Monday, September 5, 2011

Let's Create a Transatlantic Free Trade Area

Free trade should be one of the pillars of American economic and foreign policy. Reducing trade barriers between nations ultimately benefits everyone in many different ways. It increases employment, lowers prices, promotes innovation, and fosters friendly international relations. Short-sighted people are often frightened into calling for a return to protectionism in ill-guided attempts to protect favored industries, albeit only briefly and at the cost of hurting everyone else, but these voices must be ignored if we are to continue building a prosperous and dynamic nation.

The promotion of free trade, by creating jobs, also helps us tackle the fiscal crisis. Obviously, employed people pay more taxes than an unemployed person, and the additional economic activity generated by the increase in consumer spending also helps bring in revenue for the government. Even better, employed people do not require government assistance in the same way that unemployed people do.

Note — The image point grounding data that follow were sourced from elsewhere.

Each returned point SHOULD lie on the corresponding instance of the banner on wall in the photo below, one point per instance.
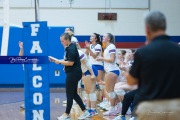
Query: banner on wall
(37, 98)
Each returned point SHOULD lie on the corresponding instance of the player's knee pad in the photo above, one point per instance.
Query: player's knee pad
(112, 95)
(120, 92)
(101, 87)
(92, 97)
(86, 96)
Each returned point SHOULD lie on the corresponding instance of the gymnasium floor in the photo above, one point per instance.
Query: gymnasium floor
(11, 99)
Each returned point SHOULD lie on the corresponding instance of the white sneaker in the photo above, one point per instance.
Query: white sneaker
(84, 115)
(111, 112)
(65, 102)
(129, 112)
(63, 117)
(118, 108)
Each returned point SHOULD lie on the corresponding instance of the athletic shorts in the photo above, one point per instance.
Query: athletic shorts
(94, 70)
(117, 72)
(99, 67)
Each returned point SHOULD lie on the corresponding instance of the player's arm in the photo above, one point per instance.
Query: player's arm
(66, 63)
(110, 60)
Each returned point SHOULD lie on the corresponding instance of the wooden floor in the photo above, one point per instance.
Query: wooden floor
(10, 107)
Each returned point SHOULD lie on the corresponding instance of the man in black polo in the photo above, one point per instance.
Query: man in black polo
(156, 70)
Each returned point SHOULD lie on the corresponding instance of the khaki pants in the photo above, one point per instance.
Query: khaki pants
(159, 110)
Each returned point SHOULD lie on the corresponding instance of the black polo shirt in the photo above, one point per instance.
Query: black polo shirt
(157, 68)
(71, 54)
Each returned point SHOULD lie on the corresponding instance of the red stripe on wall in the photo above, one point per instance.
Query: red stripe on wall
(122, 44)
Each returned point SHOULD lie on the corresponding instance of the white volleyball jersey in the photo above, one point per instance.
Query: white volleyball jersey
(96, 49)
(110, 49)
(74, 39)
(83, 56)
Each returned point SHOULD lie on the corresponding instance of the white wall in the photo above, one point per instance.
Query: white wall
(129, 20)
(171, 9)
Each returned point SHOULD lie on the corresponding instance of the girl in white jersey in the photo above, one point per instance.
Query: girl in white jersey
(93, 51)
(111, 69)
(89, 79)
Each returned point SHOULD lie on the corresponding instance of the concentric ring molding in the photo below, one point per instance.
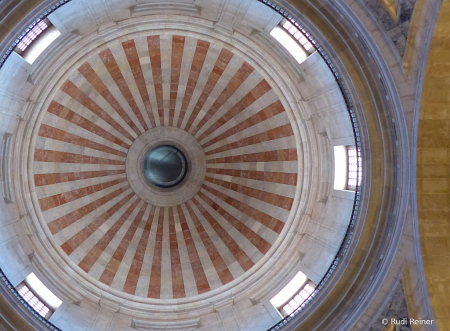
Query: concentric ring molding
(162, 135)
(225, 287)
(293, 98)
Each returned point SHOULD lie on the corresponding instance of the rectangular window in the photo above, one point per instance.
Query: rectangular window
(36, 40)
(298, 35)
(34, 301)
(298, 299)
(354, 168)
(32, 35)
(347, 169)
(38, 296)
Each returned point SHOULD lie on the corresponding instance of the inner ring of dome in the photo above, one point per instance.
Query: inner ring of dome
(165, 166)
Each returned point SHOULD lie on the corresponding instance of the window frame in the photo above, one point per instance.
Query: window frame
(31, 36)
(309, 288)
(21, 287)
(298, 36)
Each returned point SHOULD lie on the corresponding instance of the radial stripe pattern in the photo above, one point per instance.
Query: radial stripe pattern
(83, 190)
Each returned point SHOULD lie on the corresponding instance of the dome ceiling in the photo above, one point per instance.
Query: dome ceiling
(223, 218)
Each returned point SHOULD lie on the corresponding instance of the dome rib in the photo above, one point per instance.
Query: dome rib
(106, 226)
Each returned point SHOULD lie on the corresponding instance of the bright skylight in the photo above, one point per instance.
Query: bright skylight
(289, 290)
(285, 39)
(38, 46)
(40, 289)
(340, 167)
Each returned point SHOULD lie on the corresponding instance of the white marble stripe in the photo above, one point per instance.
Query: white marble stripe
(57, 212)
(269, 124)
(274, 166)
(252, 252)
(125, 265)
(190, 45)
(166, 71)
(266, 100)
(144, 277)
(50, 190)
(269, 209)
(64, 147)
(69, 231)
(276, 188)
(232, 68)
(100, 265)
(76, 107)
(229, 259)
(99, 67)
(252, 80)
(61, 124)
(190, 287)
(166, 266)
(264, 232)
(208, 266)
(210, 60)
(101, 70)
(144, 59)
(79, 80)
(122, 62)
(81, 251)
(58, 167)
(265, 146)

The United States currently enjoys free trade agreements (FTAs) with more than a dozen countries, ranging from the immense NAFTA agreement with Canada and Mexico to the comparatively puny bilateral FTA with the Persian Gulf state of Bahrain. Agreements with South Korea, Columbia, and Panama are hopefully going to be ratified soon. These FTAs have already been a boon to the American economy, creating jobs and lowering prices across the board. But we need to be doing more. In particular, the United States should pursue an agreement with the European Union to create a Transatlantic Free Trade Area.

The idea of a Transatlantic Free Trade Area (TAFTA) has been floating around since the 1990s. The United States and the European Union are the world's two largest economies; indeed, together they comprise roughly half of global GDP. But their prosperity is currently threatened by the global fiscal crisis and by the economic rise of China and India. The former threatens to eliminate jobs dependent on government spending, while the latter has long been draining manufacturing jobs away from Europe and America to the cheaper labor markets of Asia. Europe and America need to work together to tackle the economic challenges of the 21st Century, and the creation of TAFTA would be the most important step.

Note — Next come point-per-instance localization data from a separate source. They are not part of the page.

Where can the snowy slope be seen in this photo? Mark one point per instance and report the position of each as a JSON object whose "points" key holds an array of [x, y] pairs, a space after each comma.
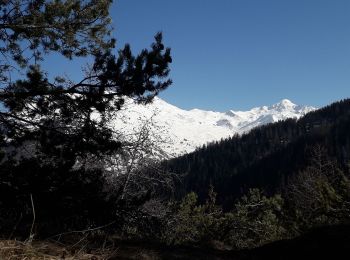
{"points": [[179, 131]]}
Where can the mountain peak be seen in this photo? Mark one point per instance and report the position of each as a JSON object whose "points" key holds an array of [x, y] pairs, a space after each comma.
{"points": [[185, 130], [284, 104]]}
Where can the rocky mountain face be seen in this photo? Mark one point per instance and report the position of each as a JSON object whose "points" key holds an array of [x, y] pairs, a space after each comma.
{"points": [[177, 131]]}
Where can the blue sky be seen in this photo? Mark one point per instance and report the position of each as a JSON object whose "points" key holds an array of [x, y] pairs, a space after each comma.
{"points": [[237, 54]]}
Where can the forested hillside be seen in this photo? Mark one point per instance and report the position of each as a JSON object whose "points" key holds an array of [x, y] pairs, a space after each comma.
{"points": [[268, 156]]}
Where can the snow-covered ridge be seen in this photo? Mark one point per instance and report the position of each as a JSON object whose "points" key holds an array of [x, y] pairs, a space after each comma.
{"points": [[182, 131]]}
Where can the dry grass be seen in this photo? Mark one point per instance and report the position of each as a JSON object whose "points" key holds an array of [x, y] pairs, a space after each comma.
{"points": [[16, 250]]}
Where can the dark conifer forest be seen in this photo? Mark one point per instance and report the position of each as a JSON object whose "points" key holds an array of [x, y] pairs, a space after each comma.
{"points": [[267, 157]]}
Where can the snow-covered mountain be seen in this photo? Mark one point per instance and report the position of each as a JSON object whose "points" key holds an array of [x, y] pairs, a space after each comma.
{"points": [[179, 131]]}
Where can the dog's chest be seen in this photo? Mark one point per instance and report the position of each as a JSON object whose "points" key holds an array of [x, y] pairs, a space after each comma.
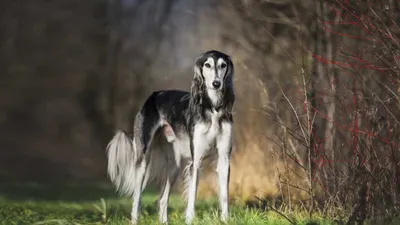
{"points": [[208, 131]]}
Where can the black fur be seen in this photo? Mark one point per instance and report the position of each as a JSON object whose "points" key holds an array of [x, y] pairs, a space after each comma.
{"points": [[183, 109]]}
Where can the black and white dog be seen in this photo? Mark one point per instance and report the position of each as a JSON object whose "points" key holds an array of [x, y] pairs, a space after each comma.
{"points": [[175, 130]]}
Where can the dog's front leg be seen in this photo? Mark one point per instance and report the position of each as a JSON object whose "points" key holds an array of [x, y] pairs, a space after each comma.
{"points": [[224, 146], [198, 148]]}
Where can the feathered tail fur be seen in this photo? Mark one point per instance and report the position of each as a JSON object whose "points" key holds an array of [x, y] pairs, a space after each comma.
{"points": [[122, 161]]}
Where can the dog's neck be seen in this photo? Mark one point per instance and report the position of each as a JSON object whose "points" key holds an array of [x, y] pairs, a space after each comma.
{"points": [[215, 97]]}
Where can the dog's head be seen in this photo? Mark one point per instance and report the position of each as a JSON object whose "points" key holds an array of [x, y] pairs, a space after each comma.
{"points": [[214, 69]]}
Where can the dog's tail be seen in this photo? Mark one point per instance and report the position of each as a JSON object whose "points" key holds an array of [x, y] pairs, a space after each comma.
{"points": [[122, 161]]}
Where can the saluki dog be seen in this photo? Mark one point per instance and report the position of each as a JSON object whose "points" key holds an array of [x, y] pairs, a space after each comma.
{"points": [[173, 132]]}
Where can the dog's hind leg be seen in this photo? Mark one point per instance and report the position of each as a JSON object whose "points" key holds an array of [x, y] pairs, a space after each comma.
{"points": [[139, 186], [198, 148], [167, 184]]}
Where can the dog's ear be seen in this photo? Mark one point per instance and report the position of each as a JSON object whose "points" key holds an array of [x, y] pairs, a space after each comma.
{"points": [[229, 73], [197, 89]]}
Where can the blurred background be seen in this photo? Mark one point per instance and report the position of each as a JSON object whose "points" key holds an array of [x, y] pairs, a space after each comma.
{"points": [[316, 85]]}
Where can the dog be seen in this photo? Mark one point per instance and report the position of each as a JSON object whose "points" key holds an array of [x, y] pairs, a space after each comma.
{"points": [[173, 132]]}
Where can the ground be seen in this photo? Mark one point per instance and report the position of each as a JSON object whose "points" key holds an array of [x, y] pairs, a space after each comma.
{"points": [[34, 203]]}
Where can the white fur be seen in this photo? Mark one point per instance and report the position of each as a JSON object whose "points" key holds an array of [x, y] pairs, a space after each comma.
{"points": [[204, 136]]}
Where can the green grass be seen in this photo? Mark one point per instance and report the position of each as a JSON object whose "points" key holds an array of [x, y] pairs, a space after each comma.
{"points": [[83, 204]]}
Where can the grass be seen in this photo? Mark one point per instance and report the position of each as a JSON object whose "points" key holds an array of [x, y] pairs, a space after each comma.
{"points": [[97, 204]]}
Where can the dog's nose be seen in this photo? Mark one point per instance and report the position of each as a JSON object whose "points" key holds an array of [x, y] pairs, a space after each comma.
{"points": [[216, 84]]}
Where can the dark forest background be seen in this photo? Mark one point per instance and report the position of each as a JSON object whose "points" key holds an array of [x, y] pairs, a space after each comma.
{"points": [[317, 84]]}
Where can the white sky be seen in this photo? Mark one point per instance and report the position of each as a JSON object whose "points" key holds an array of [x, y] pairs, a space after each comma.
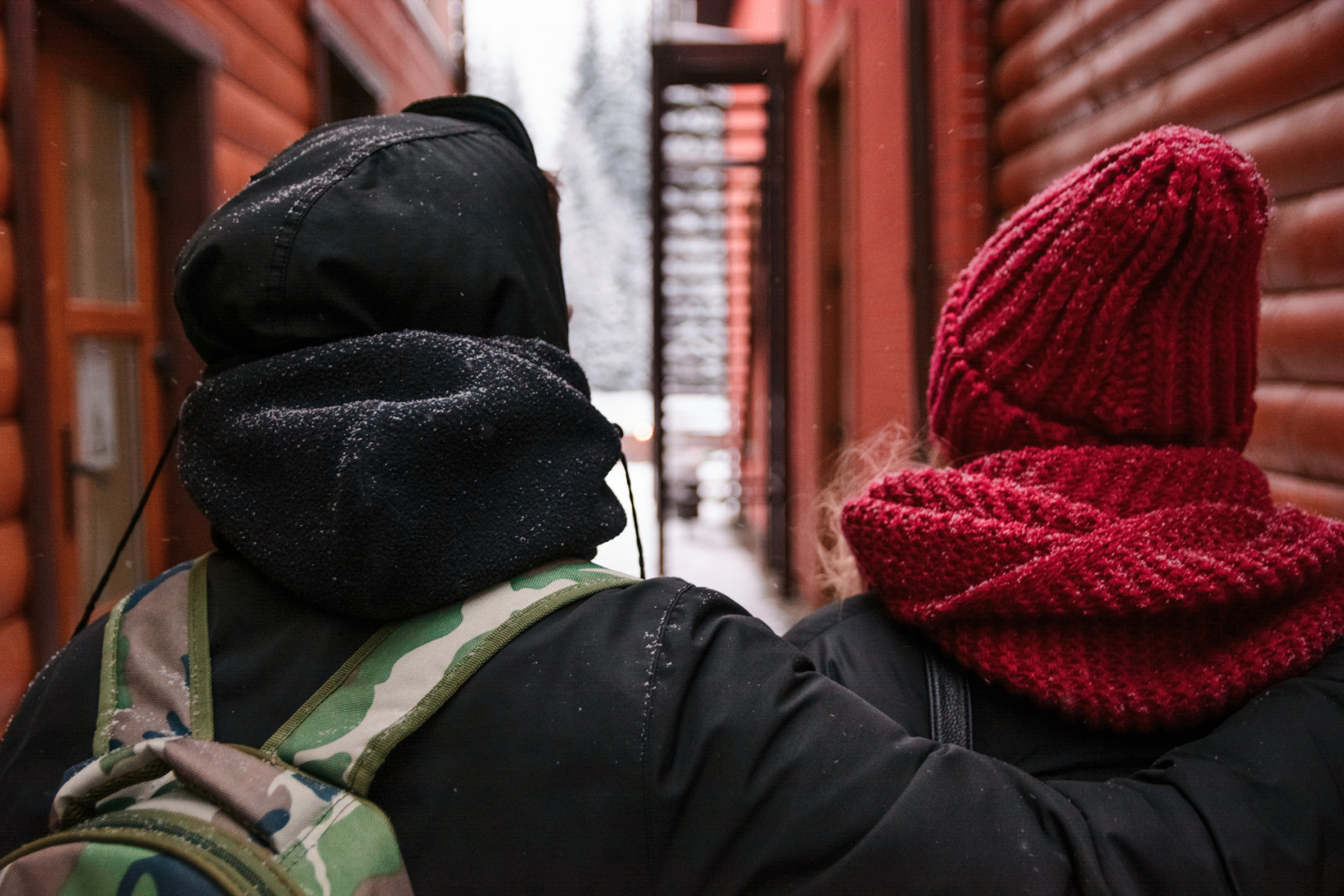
{"points": [[539, 39]]}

The volume of trade already existing between the United States and the European Union is immense, totaling roughly a trillion dollars a year. This could grow even larger if existing trade barriers between the two sides were removed by a free trade agreement. Considering that wages and working conditions are roughly the same for both sides, the TAFTA could avoid disputes on such issues that have bedeviled FTAs in the past. The European Union has tougher environmental standards than does the United States, but hopefully that issue can be avoided in any FTA negotiations.

Right now, the average tariff each side imposes on imports from the other is less than 3%. This is not large by global standards, but it still represents a substantial drag on prosperity, especially considering the immense size of the US-EU trading relationship. The creation of a TAFTA could eliminate these bothersome tariffs, giving a shot in the arm to economic activity and thereby quickly creating jobs and lowering prices for people on both sides of the ocean.

Subsidies to favored industries has been the largest economic bone of contention between the two sides in recent years, especially when it comes to the rival aerospace firms Boeing and Airbus. These subsidies negatively interfere with the free market, make products ranging from agricultural produce to jetliners more expensive, and ultimately cost thousands of people their jobs. Negotiations to create a TAFTA would force the two sides to finally resolve these annoying issues and thereby would bandage up a wound that has been bleeding the economy for far too long.

Creating a TAFTA would eliminate tariffs and other trade barriers, as well as get rid of annoying and job-killing practices such as subsidies to favored industries. It would reduce prices on a wide variety of products for all consumers, which benefits everyone but especially benefits the poor. Already huge transatlantic investment between Europe and America would grow even larger, and the natural political alliance between the two would grow even stronger.

President Obama, pick up the phone and get the process started.